Without much fanfare and as little publicity as possible, Secretary of State Hillary Clinton will go to New York City to sign the Arms Trade Treaty (ATT), now in the final stages of negotiation at the U.N. The Treaty marks the beginning of an international crusade to impose gun controls on the United States and repeal our Second Amendment rights.

The ATT is nominally to stop international arms sales to gangs, criminals, and violent groups. But, as is so often the case with U.N. treaties, this is merely a convenient facade behind which to conceal the ATT’s true intent: to force gun control on the United States.

Secretary Clinton will doubtlessly succeed in inserting language into the treaty belying this intent and asserting that the treaty in no way is to restrict our right to bear arms. But even this language will be meaningless in the face of the overall construct set up by the treaty.

The ATT is to be administered by an International Support Unit (ISU), which will assure that “parties [to the treaty] small take all necessary measures to control brokering activities taking place within its territories…to prevent the diversion of exported arms to the illicit market or to unintended end users.”

The ISU will determine whether nations are in compliance with this requirement and will move to assure that they do, indeed, take “all necessary measures.” This requirement will inexorably lead to gun registration, restrictions on ownership, and, eventually, even outright bans on firearms.

Former U.N. Ambassador John Bolton said it best: “After the Treaty is approved and comes into force, you will find out that it has this implication or that implication and that it requires Congress to adopt legislation to restrict the ownership of firearms.”

Bolton explains that “the Administration knows that it cannot obtain this kind of legislation in purely a domestic context.
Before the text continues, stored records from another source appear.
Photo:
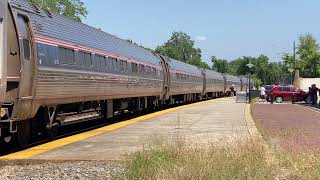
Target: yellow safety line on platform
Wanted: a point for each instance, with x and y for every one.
(37, 150)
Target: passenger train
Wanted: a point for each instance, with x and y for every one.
(52, 66)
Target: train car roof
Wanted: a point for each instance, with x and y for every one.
(214, 74)
(184, 67)
(65, 29)
(232, 78)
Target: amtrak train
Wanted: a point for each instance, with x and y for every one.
(52, 67)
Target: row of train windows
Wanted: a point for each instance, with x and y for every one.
(67, 56)
(187, 77)
(214, 81)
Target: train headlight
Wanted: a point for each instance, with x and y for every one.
(4, 112)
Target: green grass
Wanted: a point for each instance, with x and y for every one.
(181, 161)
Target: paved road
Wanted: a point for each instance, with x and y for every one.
(290, 126)
(218, 121)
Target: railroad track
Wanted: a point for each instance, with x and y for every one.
(84, 124)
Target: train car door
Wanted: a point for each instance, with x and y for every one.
(25, 39)
(166, 77)
(3, 49)
(204, 88)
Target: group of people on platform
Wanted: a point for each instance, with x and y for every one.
(313, 94)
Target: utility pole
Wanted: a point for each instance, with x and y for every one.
(294, 55)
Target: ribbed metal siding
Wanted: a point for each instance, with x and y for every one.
(63, 28)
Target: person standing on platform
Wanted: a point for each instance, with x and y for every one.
(263, 93)
(313, 93)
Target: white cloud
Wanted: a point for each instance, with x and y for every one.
(201, 38)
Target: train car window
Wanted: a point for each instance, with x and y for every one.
(26, 49)
(122, 66)
(70, 56)
(142, 69)
(81, 57)
(87, 60)
(177, 75)
(66, 56)
(103, 63)
(109, 64)
(96, 61)
(154, 71)
(148, 70)
(62, 55)
(115, 65)
(134, 68)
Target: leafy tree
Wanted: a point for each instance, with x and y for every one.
(198, 62)
(308, 61)
(219, 65)
(181, 47)
(74, 9)
(308, 50)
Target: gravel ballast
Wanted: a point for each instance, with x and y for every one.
(62, 170)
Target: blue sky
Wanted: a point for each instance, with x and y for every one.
(223, 28)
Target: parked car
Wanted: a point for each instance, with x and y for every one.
(268, 90)
(287, 93)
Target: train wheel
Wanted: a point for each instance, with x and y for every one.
(23, 134)
(53, 132)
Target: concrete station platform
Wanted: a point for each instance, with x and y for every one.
(216, 121)
(289, 126)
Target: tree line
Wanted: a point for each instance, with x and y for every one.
(180, 46)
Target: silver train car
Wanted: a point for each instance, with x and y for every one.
(52, 67)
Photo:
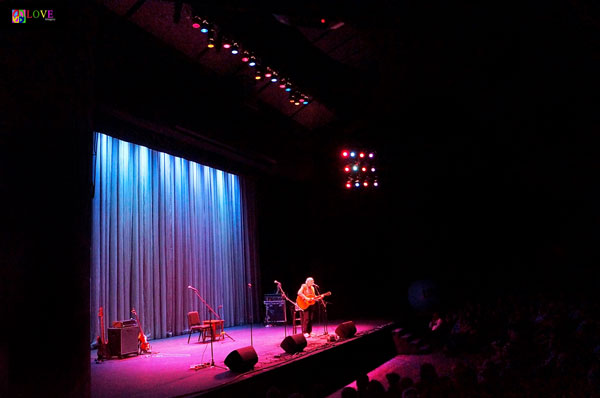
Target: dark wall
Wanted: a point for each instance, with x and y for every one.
(45, 152)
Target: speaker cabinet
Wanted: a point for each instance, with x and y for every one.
(275, 312)
(294, 343)
(123, 341)
(346, 329)
(241, 360)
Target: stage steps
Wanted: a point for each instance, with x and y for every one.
(408, 342)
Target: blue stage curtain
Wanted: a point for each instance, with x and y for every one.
(161, 223)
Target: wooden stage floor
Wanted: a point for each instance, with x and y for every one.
(168, 370)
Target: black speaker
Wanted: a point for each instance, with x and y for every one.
(275, 311)
(123, 341)
(346, 329)
(241, 360)
(294, 343)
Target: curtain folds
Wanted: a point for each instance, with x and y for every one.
(160, 224)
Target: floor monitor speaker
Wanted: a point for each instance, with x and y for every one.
(294, 343)
(242, 359)
(346, 330)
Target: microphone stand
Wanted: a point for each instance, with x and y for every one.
(212, 329)
(251, 316)
(285, 310)
(324, 304)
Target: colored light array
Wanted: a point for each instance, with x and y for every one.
(359, 169)
(261, 73)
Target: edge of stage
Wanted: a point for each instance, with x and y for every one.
(175, 368)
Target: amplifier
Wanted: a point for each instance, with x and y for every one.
(123, 341)
(124, 324)
(275, 312)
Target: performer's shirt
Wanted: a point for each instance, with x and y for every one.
(308, 291)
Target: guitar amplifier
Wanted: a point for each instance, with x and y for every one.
(275, 312)
(273, 297)
(123, 341)
(125, 324)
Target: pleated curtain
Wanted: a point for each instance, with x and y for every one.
(160, 224)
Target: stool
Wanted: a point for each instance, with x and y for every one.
(297, 320)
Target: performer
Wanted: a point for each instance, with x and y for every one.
(307, 294)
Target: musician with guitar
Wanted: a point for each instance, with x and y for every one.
(306, 300)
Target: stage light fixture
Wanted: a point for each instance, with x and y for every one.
(359, 168)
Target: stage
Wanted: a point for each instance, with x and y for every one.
(175, 368)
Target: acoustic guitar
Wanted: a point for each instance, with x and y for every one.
(144, 345)
(304, 304)
(102, 345)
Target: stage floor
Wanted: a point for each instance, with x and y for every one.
(168, 370)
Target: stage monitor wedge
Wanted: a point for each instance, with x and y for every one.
(242, 359)
(346, 330)
(294, 343)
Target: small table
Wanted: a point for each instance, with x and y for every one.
(217, 328)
They will use an international agreement to get domestically what they couldn’t get otherwise.”

The Treaty makes no sense otherwise except as a circuitous vehicle to achieve gun control in the U.S. The vast majority of all small arms and light arms exports (the nominal focus of the Treaty) are from sales by the governments of the U.S., Russia, China, Germany and Israel. Individual or corporate arms trafficking is a distinct minority. But it is to absorb the brunt of the Treaty’s regulations.
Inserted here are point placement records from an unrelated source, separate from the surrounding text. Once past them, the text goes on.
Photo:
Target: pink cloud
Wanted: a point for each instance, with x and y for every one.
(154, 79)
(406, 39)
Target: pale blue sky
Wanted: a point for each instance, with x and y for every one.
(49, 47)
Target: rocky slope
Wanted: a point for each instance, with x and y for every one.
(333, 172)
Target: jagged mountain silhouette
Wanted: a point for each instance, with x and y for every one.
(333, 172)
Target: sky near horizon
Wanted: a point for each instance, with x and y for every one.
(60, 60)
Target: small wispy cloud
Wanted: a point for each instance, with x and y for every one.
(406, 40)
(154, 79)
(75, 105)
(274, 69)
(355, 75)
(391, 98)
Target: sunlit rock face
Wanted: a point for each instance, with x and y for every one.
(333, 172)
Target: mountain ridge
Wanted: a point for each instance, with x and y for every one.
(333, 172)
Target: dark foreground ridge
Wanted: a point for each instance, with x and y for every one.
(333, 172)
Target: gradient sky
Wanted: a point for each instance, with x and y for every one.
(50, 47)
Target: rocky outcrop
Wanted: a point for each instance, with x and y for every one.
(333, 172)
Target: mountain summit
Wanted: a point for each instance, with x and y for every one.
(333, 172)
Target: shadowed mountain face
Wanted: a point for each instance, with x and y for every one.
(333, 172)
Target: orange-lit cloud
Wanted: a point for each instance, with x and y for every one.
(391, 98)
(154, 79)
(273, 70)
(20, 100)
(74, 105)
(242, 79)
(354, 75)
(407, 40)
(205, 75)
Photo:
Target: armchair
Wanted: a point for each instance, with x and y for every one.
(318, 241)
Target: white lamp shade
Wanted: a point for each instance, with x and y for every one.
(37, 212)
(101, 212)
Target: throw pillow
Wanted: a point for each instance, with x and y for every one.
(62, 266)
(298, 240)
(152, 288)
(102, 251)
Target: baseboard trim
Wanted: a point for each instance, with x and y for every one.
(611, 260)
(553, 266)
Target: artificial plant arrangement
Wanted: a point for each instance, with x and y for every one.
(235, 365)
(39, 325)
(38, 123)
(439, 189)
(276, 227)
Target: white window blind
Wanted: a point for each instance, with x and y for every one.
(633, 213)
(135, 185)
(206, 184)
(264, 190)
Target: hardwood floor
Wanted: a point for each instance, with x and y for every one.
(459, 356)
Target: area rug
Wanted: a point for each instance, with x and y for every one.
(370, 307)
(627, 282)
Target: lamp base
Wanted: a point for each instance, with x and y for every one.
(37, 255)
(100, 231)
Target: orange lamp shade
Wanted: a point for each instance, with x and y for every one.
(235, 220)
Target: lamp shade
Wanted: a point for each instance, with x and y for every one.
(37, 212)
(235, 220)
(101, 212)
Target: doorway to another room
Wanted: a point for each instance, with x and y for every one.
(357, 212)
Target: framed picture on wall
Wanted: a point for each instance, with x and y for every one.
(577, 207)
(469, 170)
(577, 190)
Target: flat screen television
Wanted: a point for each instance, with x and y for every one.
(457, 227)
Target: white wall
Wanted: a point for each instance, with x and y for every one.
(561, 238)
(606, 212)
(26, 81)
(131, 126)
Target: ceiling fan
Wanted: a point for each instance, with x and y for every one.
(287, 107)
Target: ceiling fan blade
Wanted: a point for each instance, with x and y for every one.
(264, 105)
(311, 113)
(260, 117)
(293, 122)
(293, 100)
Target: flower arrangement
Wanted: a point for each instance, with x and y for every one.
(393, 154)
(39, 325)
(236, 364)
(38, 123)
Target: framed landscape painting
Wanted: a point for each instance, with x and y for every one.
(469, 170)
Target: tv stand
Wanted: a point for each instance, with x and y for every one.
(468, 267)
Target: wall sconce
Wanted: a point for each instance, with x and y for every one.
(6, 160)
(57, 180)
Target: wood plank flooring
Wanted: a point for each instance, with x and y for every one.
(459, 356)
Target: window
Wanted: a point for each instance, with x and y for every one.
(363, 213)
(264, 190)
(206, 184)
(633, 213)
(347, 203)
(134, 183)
Insofar as the Treaty restricts governmental action, it bars governments from arming “illicit” groups in other nations. This provision could well be interpreted to ban U.S. arms sales to Iranian or Syrian dissidents. It could even be used by China to stop us from selling arms to Taiwan since the U.N. does not recognize Taiwan as a nation but rather an entity occupying territory that should belong to China.
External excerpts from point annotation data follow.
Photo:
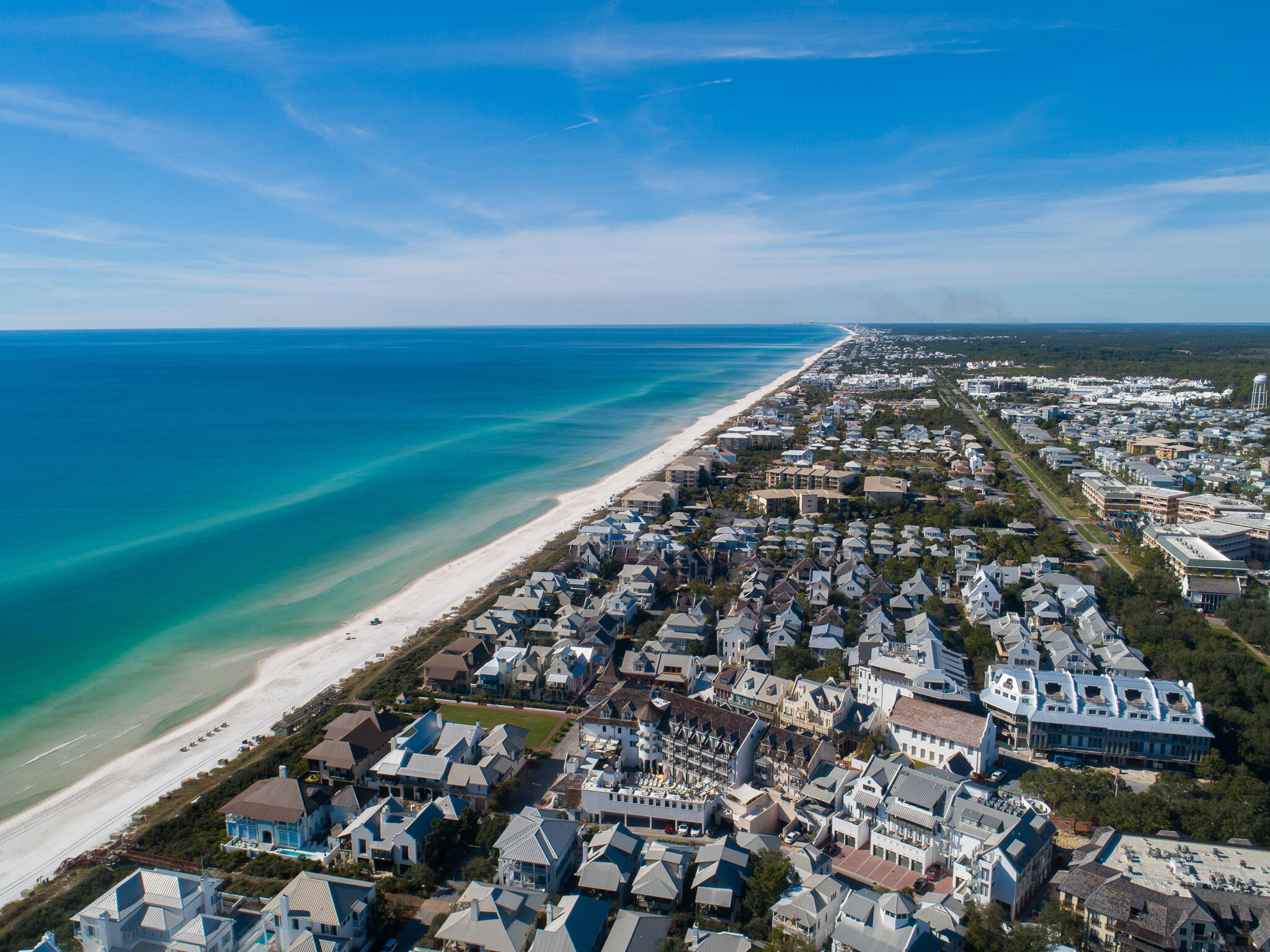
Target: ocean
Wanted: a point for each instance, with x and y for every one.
(175, 504)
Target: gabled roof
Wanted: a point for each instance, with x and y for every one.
(495, 918)
(280, 800)
(534, 837)
(574, 926)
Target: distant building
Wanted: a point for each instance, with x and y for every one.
(1098, 719)
(538, 851)
(489, 918)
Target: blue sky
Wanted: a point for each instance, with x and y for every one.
(205, 164)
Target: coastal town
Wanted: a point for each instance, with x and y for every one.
(925, 651)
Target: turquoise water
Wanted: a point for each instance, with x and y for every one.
(174, 504)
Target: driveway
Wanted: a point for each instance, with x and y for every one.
(536, 781)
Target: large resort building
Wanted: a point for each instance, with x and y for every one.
(1098, 719)
(651, 759)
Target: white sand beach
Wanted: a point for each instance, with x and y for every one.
(82, 817)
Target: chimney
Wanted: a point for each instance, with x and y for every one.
(283, 920)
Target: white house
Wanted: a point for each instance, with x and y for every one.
(934, 734)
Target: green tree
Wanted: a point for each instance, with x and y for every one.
(1066, 927)
(769, 879)
(438, 846)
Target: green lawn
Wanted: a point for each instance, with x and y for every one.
(540, 724)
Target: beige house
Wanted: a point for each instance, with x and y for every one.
(687, 471)
(647, 497)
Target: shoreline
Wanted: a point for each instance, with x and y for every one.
(36, 840)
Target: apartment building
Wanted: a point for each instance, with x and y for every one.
(539, 851)
(886, 672)
(1207, 505)
(1186, 554)
(822, 710)
(687, 471)
(935, 734)
(809, 476)
(1098, 719)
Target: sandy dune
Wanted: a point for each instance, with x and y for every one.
(35, 842)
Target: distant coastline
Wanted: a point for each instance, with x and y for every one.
(35, 840)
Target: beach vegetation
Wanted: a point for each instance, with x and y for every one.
(770, 878)
(481, 868)
(791, 662)
(504, 794)
(52, 904)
And let’s not forget how well the United States has done in reducing murders and other crimes despite the absence of comprehensive gun controls and bans. In 1993, there were 24,350 homicides in the U.S. Last year, there were 13,576 (despite a growth of sixty million in the population). Only 9,000 of these murders involved a firearm. (Less than one-third of the highway deaths each year in the U.S.)

Obama has left gun control off his legislative agenda so far. Now his strategy becomes apparent: Use international treaties to achieve it.

And bear in mind that under the Supremacy Clause of our constitution, we would be obliged to enforce the ATT despite the Second Amendment. International treaties have the force of constitutional law in the U.S.

If it is ratified at the lame duck session of the Senate this year, then nothing can ever change it. Goodbye Second Amendment.

Right now, we need 34 courageous Republican Senators to stop up and demand that Hillary not sign the Treaty and indicate their intention to vote against its ratification if it is submitted. Only such an action can stop this treachery in its tracks.